EADS says no German call for Forgeard to quit

MUNICH, June 20 (Reuters) - Airbus parent EADS denied on Tuesday that its German bosses want French co-chief executive Noel Forgeard to resign over a costly delay of the A380 superjumbo and a stock trading probe.

The European aerospace firm is in turmoil after news of a delay in the Airbus A380 doubledecker sparked a profit warning and a 25 percent plunge in EADS' shares last week.

German newspaper Handelsblatt reported on Tuesday that "the German side" had demanded that Forgeard step down at a meeting on Monday called to discuss the problems.

"I can clearly deny that," said EADS spokesman Michael Hauger when asked about the open call for Forgeard's resignation.

EADS shares were up 2.58 percent at 20.67 euros versus Paris' CAC-40 index which was off 0.28 percent as of 1132 GMT.

EADS has one German and one French chairman and similarly two chief executives in a structure designed to reflect its even balance of key German and French shareholders.

At the meeting on Monday, EADS co-Chairman Manfred Bischoff represented top German shareholder DaimlerChrysler while top French stakeholder Lagardere was represented by EADS co-Chairman Arnaud Lagardere.

Forgeard is under particular pressure after it was revealed he sold EADS stock in March, not long before he said first signs of a risk of a delay in the A380 surfaced.

Other EADS executives also sold at the time.

German and French regulators are probing trading in the shares and on Monday France's AMF stock exchange authority visited Airbus headquarters in Toulouse.

Forgeard moved to EADS last year after seven years at the helm of Airbus, during which time the planemaker's controversial 12-billion-euro ($15.11 billion) A380 project was launched.

The latest major delay, its second, has sparked demands for compensation from angry customers and even warnings that some buyers may cancel orders for the $300 million planes.

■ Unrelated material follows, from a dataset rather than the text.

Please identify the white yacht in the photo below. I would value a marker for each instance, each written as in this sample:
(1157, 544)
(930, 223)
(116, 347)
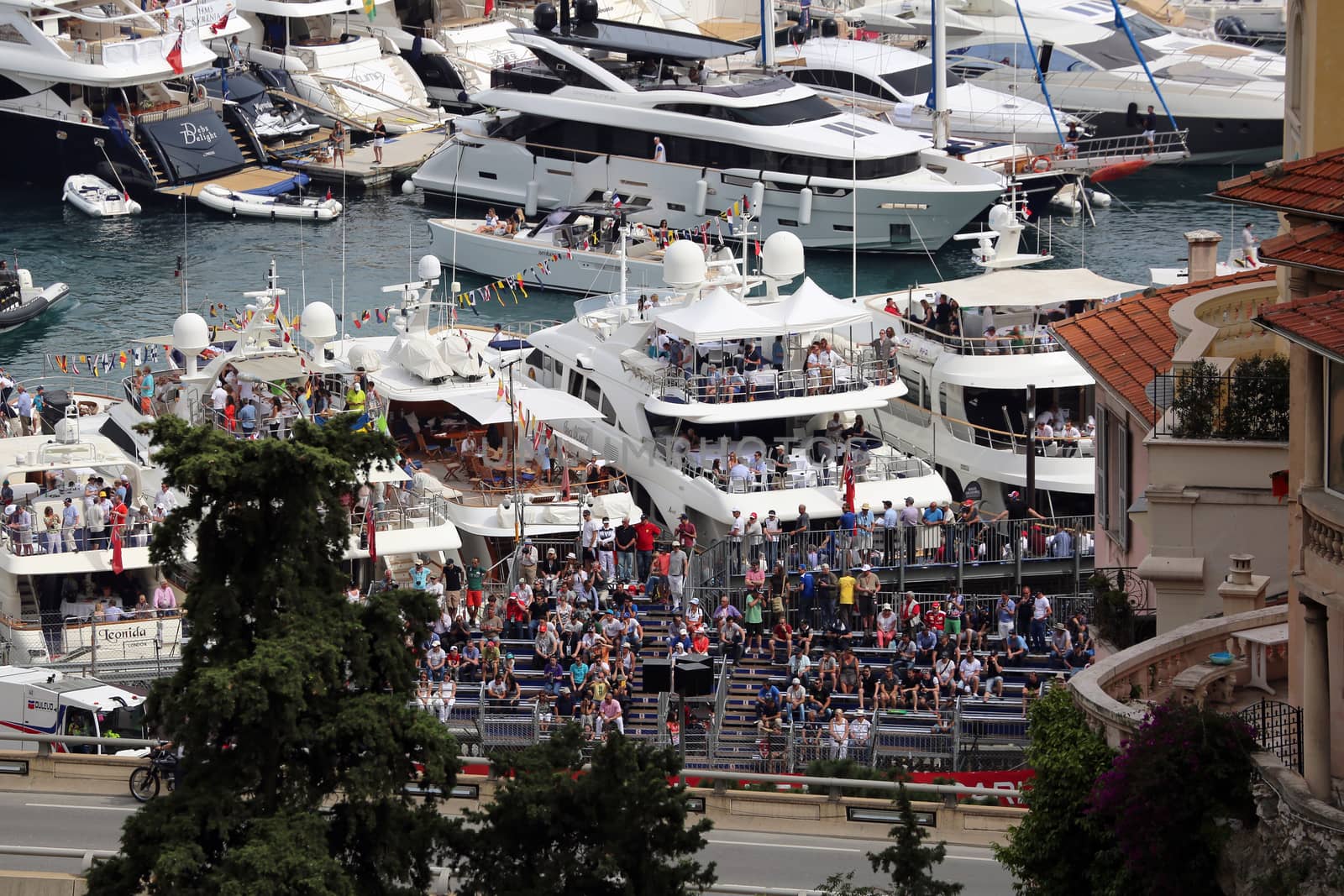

"We could cancel and are considering cancelling all or some of our A380 order ... We are not happy and on safe ground to cancel the order," International Lease Finance Corp. (ILFC) Chief Executive Steven Udvar-Hazy told financial newswire Bloomberg.

ILFC, which has 442 Airbus planes in its fleet, has ordered 10 of the A380, which seat 555 passengers in three-class configuration and as many as 853 in an all-economy layout.

Malaysian Airline System Bhd has also said it is reviewing a pledge to buy six of the planes.

Airbus says it can still get the first of the massive planes to launch customer Singapore Airlines by the end of the year.

It has blamed the latest six-to-seven-month delay in the project on complicated wiring needed to power inflight entertainment and other systems.

"The new delays are ...traceable to bottlenecks formed in the definition, manufacturing and installation of electrical systems and resulting harnesses," the planemaker said last week.

As it struggles to get the A380 to customers, Airbus needs to press on with a new mid-sized model to counter resurgent rival Boeing Co. .

Airbus has said it will reveal its plans for the mooted A350 by next month.

Boeing said on Tuesday its 787 Dreamliner, due in 2008, remains on schedule after a recent magazine article said the project, like the superjumbo, faced technological challenges which could delay it.